Hello-hello, all.  The Consort here striding confidently mikeside to entertain you for a moment or two.  The (lovely and talented) Princess has asked me to step as she frantically attempts to sort out too many business and social commitments.  Strap yourself in… this is going to be a fun ride!

Let’s first discuss people doing bizarre things to unsuspecting pets:

Via Boston.com

What is it that makes people think a pug makes a cute flower?  Besides the fact that they would be correct I have a great mental image of someone sitting at the kitchen table designing this costume.  They look at the flowers in a vase.  They look at the dog.  Back to the flowers… Ding! Lightbulb moment and the rest is history.

Via Huffington Post

Somewhere Lynda Carter is shuddering.  I can’t believe Wonder Woman ever imagined looking like this.  That face says a lot about the dog’s feelings about this whole costume thing.

Huffington Post /Shoe the Linux librarian (R)

I always thought that you could never go wrong with pigs and pirates.  And I would be wrong.

Via Huffington Post

Some pug owners venture off into the world of science fiction when they dress up their dogs.  I can’t believe I actually wrote that sentence.  But then for some people pink unicorns and Mr. Spock are very real.  To those people I wish nothing but sparkly rainbows.  Live long and prosper.

Owned by Pugs

But take heart!  Batman and Robin are on the case.  Actually Robin looks he needs to push away from the buffet table but Batman is looking heroic.

It’s all fun and, bless their hearts, the dogs seem to be good sports about the whole thing.

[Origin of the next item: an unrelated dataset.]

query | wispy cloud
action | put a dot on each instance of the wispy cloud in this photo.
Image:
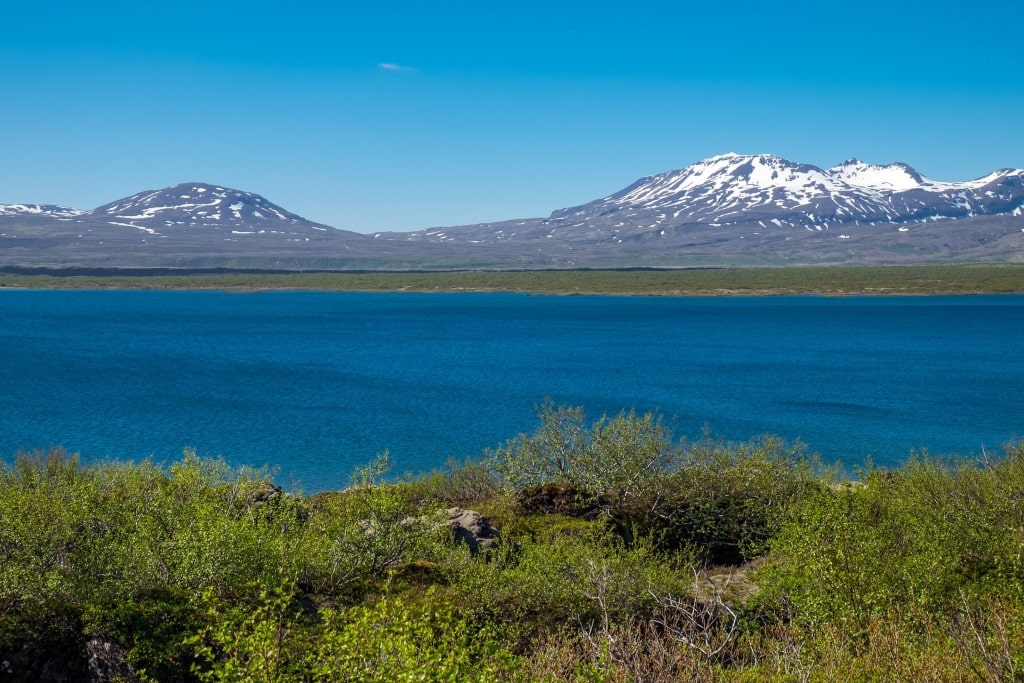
(388, 66)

For those forced to get around on only two legs there is always the Scrabble option.  Two options actually, the Ladies version ($59.99) or the Unisex model ($39.99).

What's a 7-Letter Word For....

Here’s hoping you have good luck as you put your Halloween costume together for this year.  Trust me, there are some costume suggestions out there that will give you a case of the vapors.

It’s time for me to get back to the shipping department.  Thank you for indulging me these few moments.  Don’t forget to treat your waitperson well because they’re working hard for you today.  Have a great weekend!